Right hand under his chin, his eyes darkening, Garry Kasparov stared at the chessboard one last time, annoyed, before suddenly leaving the table. It’s Thunder Bombing: The Chess King has been beaten by a computer. On May 11, 1997, the World Champion Machine was knocked down for the first time after an organization match. This date will mark the history of the discipline and highlight the amazing potential of artificial intelligence.

L “Baku ghoulThe 34-year-old then a master of the world chessboard since 1985, lost after six matches, in a final score of 3.5 to 2.5, to the IBM-designed Deeper Blue supercomputer.
In front of cameras from all over the world, who came to shoot the show in New York, this setback has a taste of humiliation for the stormy Kasparov. Did he not assert that he would withstand machines at least until the dawn of the next millennium?

Un an plus tôt, le Russe avait mis à terre Deep Blue sur le score de 4 à 2. Mais ses concepteurs n’ont eu de cese d’améliorer le monstre de 1,4 tonne, capable désormais de calculer 200 millions de positions par the second. The hero was shaken by his defeat, but nevertheless refused to accept the superiority of the machine. “The computer hasn’t installed anything yetHe said during the post-match press conference, AFP reported. “Man, the best player in the world, cracked under pressureHe explains, speaking for himself,But we can beat the computer, it has a lot of weaknesses“.
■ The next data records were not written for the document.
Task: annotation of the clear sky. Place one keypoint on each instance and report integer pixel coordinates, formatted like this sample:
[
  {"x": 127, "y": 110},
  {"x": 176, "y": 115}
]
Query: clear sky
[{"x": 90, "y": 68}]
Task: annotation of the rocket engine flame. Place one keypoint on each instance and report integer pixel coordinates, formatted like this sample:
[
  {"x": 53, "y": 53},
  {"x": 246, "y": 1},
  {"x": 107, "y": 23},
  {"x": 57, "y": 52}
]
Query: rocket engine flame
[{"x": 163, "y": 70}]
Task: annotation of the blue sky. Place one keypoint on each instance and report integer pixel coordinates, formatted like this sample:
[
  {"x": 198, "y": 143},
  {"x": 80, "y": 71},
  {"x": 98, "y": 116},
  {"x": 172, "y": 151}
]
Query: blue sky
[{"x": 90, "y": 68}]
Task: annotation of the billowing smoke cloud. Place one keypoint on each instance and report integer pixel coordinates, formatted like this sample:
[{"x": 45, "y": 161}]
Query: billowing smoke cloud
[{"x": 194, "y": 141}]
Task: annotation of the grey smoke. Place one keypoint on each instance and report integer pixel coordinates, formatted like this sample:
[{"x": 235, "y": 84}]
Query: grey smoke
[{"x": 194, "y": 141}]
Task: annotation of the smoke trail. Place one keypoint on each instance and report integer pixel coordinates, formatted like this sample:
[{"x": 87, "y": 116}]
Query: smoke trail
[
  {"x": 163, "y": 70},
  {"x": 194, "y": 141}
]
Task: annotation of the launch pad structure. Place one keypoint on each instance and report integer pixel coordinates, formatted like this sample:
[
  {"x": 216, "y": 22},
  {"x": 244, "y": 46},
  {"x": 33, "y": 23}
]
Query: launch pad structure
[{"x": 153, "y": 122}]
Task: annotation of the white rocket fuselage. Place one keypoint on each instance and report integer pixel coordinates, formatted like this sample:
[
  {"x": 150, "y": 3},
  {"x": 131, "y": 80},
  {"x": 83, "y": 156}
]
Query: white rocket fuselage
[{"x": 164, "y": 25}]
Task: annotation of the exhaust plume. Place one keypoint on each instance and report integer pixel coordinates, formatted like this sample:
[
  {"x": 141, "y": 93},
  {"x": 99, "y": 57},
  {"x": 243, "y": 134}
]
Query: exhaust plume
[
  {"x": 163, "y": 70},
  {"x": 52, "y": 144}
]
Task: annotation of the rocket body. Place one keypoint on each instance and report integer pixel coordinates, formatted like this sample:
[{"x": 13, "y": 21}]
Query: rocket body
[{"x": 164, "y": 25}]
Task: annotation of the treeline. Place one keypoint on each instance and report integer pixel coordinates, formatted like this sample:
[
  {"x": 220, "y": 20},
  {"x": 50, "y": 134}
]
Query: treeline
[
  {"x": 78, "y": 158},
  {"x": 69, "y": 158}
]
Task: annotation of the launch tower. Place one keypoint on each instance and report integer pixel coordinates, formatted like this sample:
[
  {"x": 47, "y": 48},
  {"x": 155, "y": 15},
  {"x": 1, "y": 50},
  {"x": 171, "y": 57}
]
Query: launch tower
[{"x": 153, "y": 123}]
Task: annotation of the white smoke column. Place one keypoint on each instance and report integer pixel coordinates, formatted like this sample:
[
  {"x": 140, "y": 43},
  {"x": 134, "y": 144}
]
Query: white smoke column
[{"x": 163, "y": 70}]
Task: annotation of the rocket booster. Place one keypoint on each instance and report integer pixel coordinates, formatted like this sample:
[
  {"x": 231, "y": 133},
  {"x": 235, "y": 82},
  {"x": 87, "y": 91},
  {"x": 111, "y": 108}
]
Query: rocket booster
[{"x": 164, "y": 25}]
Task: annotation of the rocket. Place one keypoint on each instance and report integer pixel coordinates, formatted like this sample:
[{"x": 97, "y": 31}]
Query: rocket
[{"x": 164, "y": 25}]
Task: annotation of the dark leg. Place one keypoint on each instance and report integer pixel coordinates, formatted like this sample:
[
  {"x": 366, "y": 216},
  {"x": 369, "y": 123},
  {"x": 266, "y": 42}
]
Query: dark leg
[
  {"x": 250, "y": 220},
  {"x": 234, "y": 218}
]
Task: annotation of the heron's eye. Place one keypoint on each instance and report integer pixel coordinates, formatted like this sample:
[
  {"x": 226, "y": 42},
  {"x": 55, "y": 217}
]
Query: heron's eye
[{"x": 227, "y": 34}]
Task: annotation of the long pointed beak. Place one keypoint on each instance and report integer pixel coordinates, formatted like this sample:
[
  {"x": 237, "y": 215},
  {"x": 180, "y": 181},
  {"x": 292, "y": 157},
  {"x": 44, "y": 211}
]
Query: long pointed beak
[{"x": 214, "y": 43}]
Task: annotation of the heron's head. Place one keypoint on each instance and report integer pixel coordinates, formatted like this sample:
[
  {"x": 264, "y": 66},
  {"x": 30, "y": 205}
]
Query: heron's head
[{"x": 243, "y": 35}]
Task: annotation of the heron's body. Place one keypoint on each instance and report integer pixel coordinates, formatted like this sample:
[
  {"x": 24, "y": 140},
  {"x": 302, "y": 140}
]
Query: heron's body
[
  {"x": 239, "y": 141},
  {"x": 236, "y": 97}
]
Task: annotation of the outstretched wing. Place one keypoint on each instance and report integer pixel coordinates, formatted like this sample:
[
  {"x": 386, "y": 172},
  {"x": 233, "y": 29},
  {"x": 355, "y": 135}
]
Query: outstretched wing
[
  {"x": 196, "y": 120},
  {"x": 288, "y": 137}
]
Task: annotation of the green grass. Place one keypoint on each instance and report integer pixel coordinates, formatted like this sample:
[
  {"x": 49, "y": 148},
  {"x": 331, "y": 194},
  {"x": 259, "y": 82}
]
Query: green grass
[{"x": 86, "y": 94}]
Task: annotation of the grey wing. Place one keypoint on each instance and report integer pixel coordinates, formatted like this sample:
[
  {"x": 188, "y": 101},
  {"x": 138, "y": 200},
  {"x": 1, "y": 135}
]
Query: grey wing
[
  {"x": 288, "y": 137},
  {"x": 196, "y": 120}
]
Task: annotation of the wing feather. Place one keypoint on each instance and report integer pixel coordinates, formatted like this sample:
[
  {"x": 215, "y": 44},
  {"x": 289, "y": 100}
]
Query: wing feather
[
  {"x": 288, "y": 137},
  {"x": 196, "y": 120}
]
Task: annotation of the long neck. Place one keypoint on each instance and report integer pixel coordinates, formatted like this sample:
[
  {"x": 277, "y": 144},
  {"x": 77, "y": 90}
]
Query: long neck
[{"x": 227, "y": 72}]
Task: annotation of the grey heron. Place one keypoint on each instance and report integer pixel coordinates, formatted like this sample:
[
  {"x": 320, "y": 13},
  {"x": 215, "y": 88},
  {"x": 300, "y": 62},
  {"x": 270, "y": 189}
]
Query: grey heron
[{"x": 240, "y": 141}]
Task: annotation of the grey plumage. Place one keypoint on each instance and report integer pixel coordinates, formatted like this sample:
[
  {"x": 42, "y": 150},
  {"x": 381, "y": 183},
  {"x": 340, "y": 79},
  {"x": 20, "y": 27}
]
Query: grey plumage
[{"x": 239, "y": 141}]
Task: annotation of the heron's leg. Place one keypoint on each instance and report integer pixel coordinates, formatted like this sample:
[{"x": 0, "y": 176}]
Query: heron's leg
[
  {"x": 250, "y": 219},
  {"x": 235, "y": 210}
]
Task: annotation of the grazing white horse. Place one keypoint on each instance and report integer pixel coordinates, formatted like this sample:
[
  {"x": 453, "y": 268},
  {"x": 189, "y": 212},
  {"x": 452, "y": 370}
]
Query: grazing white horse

Far from comforting the loser with the $400,000 promised, he also criticizes IBM, which did not give him access to previous games the machine had played, and which was able to analyze all of its own. He even became accused, suggesting that humans aided the computer during the match and regretted not doing so.”You set certain conditions“Till the game be”honest“.

Other world chess players, who have examined the live confrontation, also refuse to consider the defeat of the great leader a turning point. In response to a question from the press, they indicated a series of bad choices for the Russian hero. For some, his intense need to understand the blows of the machine, rather than focus on winning, was fatal to him.

Computer opportunity or the hand of a man?

Years later, the book would pass on a secret from the developer of Deep Blue: a computer malfunction that would have turned the game around. Unable to choose between several moves, the machine could have randomly played during the game, destabilizing Kasparov for the rest of the confrontation.

Either way, Deeper Blue’s win made IBM happy to see interest in its computer prowess.
All of this has nothing to do with the human vs. machine battle but with how we use technology to solve complex problems.‘, excited after the match IBM Project Leader Chung-Jen Tan. To pay tribute to what AI will bring in many areas, from financial analysis to the study of natural, atmospheric or seismic phenomena.

Kasparov, eager for revenge, would equalize twice in 2003 against PCs. But time will calm his wounded ego in the end. After the 1997 defeat,Nowadays, laptops come with a high-quality graphics card“, he stated in an interview with the Swiss newspaper Le Temps in 2019.”But with a little hindsight“She seemed to defeat him.”victory for mankind‘Because she was warned’The breadth of activities that technology can assistFrom now on, what worries the chess legend is the digital giants’ excesses in individual liberties:We want them to be responsibleIn an interview with AFP in November 2021, he urged.